The plants do well from sea level up to 9,000 feet, and from the tropics to such locales as Korea, Japan, Argentina, Scotland, Australia, New Zealand, South Africa and Vancouver Island, B.C. Tea growers are getting a foothold in the U.S. as well, including in Hawaii and west of the Cascades in Washington and Oregon.
“Wherever blueberries grow, it’s a very strong indicator that tea can grow,” Jackson said.
She believes fine teas are poised to surge in popularity in the U.S., driven by the tastes of health-conscious millennials and baby boomers. Her optimism is shared by Starbucks CEO Howard Schultz, who estimated the tea market’s worth at $90 billion when the Seattle-based company acquired Teavana, a specialty tea retailer in Atlanta, for $620 million in late 2012.
But is the western edge of the Rocky Mountains a promising place to grow tea? Jackson said she’s not worried about the North Idaho winters. She confronted the cold in Texas, too, and kept her plants alive.
“I have photos of our tea with about 3 or 4 inches of snow on it and looking totally happy,” she said.
She employs careful mulching around her camellias to insulate them in winter without smothering the root systems.
“So once they’ve adapted to the cold, they’re really quite hardy. I mean, they’re growing in Nepal in the foothills of the Himalayas, which is really quite brutal,” she said.
Moisture is the bigger issue for the success of her new operation, Jackson said.
“We are on the outer reaches of precipitation, and that’s probably going to be more of a concern. However, we’ve got nice well water here,” she said.
Jackson will consult with the University of Idaho Extension Service, which can help her with soil testing and analysis of the nutrients in the plant leaves. The agency also can help identify any pests or diseases that may pop up, or navigate state regulations that apply to a new specialty crop, said Jennifer Jensen, a Sandpoint extension educator with a focus on horticulture and small farms.
“Since this is a crop I’m not familiar with, it would definitely be a learning curve for myself, and I think for her to grow it in this area, it’s going to be quite a bit of a learning curve, too,” Jensen said.
She plans to visit Jackson’s property to have a closer look. “I do think it’s maybe a little challenging, since no one has been growing it in this area before,” Jensen said. “And I do sort of worry too about the cold-hardiness of the crops.”
Coeur d’Alene is in Zone 7 on the U.S. Department of Agriculture’s plant hardiness map. In that zone, the average low temperature for the year falls between 0 and 5 degrees Fahrenheit.

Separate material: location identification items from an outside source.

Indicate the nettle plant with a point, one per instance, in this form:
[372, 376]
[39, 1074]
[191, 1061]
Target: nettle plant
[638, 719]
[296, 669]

“But in Coeur d’Alene you can still get some cold temperatures that are well below that,” Jensen said.
Jackson said she’s prepared to take the risk.
“With agriculture you’re always going to have challenges, and if you don’t know that right from the get-go, then you’re going to be dissuaded with anything that you’re going to grow here,” she said.
“Nature’s going to throw whatever at you, so you just have to be resilient and you have to innovate. If you’re creating new opportunities for employment and for other people to start businesses and be independent, that’s all the better.”